Wednesday, March 15, 2006

A Smattering of Quotes

The Muley family is getting ready to embark on a long-anticipated Spring Break trip, so I won't be around to check my blog for awhile. And since I've been so busy this week trying to "get ahead" at work, I've not allowed the contemplative, goofy part of my brain to have much of a chance to mull over something that could be crafted into a well-written, witty post.

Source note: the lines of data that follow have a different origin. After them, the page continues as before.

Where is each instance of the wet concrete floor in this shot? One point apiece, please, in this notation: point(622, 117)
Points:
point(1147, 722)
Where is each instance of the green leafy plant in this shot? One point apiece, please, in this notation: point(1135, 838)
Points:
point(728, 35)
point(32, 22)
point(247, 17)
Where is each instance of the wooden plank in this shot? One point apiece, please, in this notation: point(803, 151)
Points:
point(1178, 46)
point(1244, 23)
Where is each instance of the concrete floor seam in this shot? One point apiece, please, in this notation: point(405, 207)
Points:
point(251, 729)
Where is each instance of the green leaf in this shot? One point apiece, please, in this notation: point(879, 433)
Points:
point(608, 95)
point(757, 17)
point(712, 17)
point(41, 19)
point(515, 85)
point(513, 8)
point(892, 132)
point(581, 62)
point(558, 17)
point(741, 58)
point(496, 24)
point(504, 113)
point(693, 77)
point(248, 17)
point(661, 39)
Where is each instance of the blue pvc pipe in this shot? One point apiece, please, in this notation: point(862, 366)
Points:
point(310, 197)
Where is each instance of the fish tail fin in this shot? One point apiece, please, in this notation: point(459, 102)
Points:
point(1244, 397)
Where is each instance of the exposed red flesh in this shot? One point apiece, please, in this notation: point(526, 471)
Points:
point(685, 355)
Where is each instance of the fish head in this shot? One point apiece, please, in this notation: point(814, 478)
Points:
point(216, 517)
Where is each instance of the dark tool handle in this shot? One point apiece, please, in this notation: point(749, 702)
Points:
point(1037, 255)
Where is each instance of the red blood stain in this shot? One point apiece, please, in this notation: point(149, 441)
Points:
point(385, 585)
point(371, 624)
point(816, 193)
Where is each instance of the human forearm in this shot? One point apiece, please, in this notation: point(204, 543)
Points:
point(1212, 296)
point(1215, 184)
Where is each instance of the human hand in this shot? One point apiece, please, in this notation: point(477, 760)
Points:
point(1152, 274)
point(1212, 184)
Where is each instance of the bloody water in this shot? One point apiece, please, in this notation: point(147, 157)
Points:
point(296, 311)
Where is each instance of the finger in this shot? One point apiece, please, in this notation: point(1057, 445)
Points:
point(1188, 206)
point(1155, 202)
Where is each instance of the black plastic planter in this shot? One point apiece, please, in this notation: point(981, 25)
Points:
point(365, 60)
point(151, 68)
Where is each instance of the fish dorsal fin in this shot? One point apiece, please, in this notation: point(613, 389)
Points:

In place of said well-written post, I'd like to offer you a few quotations to ponder. As I've said before, I collect quotations and enjoy reading them. Here's a few of the ones I've collected in the past few weeks I'd like to share:
"There is not one square inch of the entire creation about which Jesus Christ does not cry out, 'This is mine! This belongs to me!'"

--Abraham Kuyper
"Unless we can bring men back to enjoying the daily life which moderns call a dull life, our whole civilization will be in ruins in about 15 years...Unless we can make daybreak and daily bread and the creative secrets of labor interesting in themselves, there will fall on our civilization a fatigue which is the one disease from which civilizations do not recover."

--G.K. Chesterton
"An intellectual says a simple thing in a hard way. An artist says a hard thing in a simple way."

--Charles Bukowski
"The world is changing. Those of us who automatically deal out politeness words in suitable contexts are becoming uncomfortably aware that we earn less credit for it than we used to. It is becoming obvious that we are the exception rather than the rule, and that our beautiful manners fall on stony ground. People who serve the public are becoming impervious to rudeness, either because they are young and don't care, or because they are older and have learned to toughen up or suffer a nervous breakdown. Either way, if you attempt to sympathise with a shop-worker who has just served a rude customer, the response is rarely the one you expect. Mainly you will get a blank shrug, which carries the worrying implication: this person doesn't care whether customers are polite or not. This makes it quite hard to go through the ensuing politeness display without feeling self-conscious, or even quaint."

--Lynne Truss
in Talk to the Hand
"I am patient with stupidity but not with those who are proud of it."

--Edith Sitwell
"If I were two-faced, would I be wearing this one?"